After doing some research, i found a blog post at http://www.salas.com/2009/06/19/geeky-rmagick-and-memory-leaks/. This talks about the issues of using RMagick, namely the memory leaks it creates as ruby’s garbage collector doesn’t play nice with it. Upon further investigation, I found that this leak made MarkUs use 3 times as much memory as was needed for conversion. Furthermore, the post described a function designed to free memory. However due to the nature of RMagick, this meant that we would be using at least twice necessary memory used to convert the files by ImageMagick, as RMagick would save an object corresponding to an image, and create a new one for every manipulation performed on it. Thus there was always an unavoidable window after a modification and before the original image object can be destroyed to free its memory.
As a result, I have opted for issuing a direct call to ImageMagick’s convert function via ruby. This is a much better alternative, as it performs all the modifications in one line. The memory use issue still wasn’t solved here though. After more digging I found this formula on ImageMagick’s site http://www.imagemagick.org/script/advanced-unix-installation.php
Memory use = (5 * Quantum Depth * Rows * Columns) / 8
Where Rows and Columns were the size of the pdf file, and quantum depth was a setting configured at the pre-compilation phase of ImageMagick. It was impractical to reduce the quantum depth for several reasons. Firstly, having to recompile ImageMagick would not be very fun, especially since this would have to be done for every server MarkUs is hosted on. Secondly, picture quality would be severely compromised, as quantum depth is responsible for the number of colours in the image (setting it to 8 would impose a 256 colour restriction and we live in 2010 now…). Lastly, the quantum depth was currently set at 16, and its minimal value was 8. All that extra headache would only cut memory use in half, and still not prevent malicious users from crashing server simply by using a pdf file twice as big.

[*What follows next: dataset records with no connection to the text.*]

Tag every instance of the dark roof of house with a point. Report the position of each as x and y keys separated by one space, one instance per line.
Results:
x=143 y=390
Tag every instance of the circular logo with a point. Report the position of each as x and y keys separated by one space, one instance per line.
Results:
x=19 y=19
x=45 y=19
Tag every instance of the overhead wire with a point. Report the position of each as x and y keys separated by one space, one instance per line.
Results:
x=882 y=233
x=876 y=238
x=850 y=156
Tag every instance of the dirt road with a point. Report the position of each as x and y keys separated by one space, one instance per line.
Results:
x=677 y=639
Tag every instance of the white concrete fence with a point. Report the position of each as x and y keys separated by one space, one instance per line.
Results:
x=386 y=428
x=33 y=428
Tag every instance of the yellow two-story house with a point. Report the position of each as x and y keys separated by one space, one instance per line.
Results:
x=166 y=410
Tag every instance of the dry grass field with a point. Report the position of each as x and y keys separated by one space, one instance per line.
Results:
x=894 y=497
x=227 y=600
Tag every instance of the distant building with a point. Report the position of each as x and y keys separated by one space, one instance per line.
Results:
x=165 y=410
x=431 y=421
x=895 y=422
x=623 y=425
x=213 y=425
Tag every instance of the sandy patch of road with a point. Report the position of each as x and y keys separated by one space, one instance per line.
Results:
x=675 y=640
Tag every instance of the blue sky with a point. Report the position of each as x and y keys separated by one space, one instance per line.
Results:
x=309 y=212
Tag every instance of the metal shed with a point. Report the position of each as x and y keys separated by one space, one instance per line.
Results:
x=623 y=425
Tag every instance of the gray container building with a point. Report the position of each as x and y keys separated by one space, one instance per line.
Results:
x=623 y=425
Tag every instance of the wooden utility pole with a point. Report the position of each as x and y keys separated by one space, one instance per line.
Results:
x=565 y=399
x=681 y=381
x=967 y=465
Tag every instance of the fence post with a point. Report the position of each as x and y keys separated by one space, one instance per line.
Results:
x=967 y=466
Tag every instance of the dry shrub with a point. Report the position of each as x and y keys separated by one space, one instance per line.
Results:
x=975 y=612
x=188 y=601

After more headaches, (I blame myself for them, as the solution should have been so obvious) I took a close look at all the optional arguments the convert command takes. The -limit option was exactly what I was looking for – being responsible developers, the ImageMagick team knew of its heavy memory requirements and created a solution for cases just like ours. The documentation can be found here http://www.imagemagick.org/script/command-line-options.php#limit. Essentially, this option allowed me to limit the amount of memory that the convert command was allowed to use. Now, instead of eating up all the server’s RAM and swap, convert gets all the memory it needs from the hard disk, where space is not an issue anymore.
The downside of course, is significantly slower conversion times when the hard disk is used. To counteract this, I have added an option in the markus configuration that will allow sysadmins to set the amount of RAM they want to be accessible by ImageMagick. We found that 100 megabytes will take care of most conversion needs, and should be enough to convert a 10 page US letter sized pdf, and the hard disk only needs to kick in for those extra big files.
This post is meant to be a guide to anyone who decides to tinker with the pdf conversion system in the future, as well as aiding admins in the (highly unlikely…. hopefully) case something goes wrong.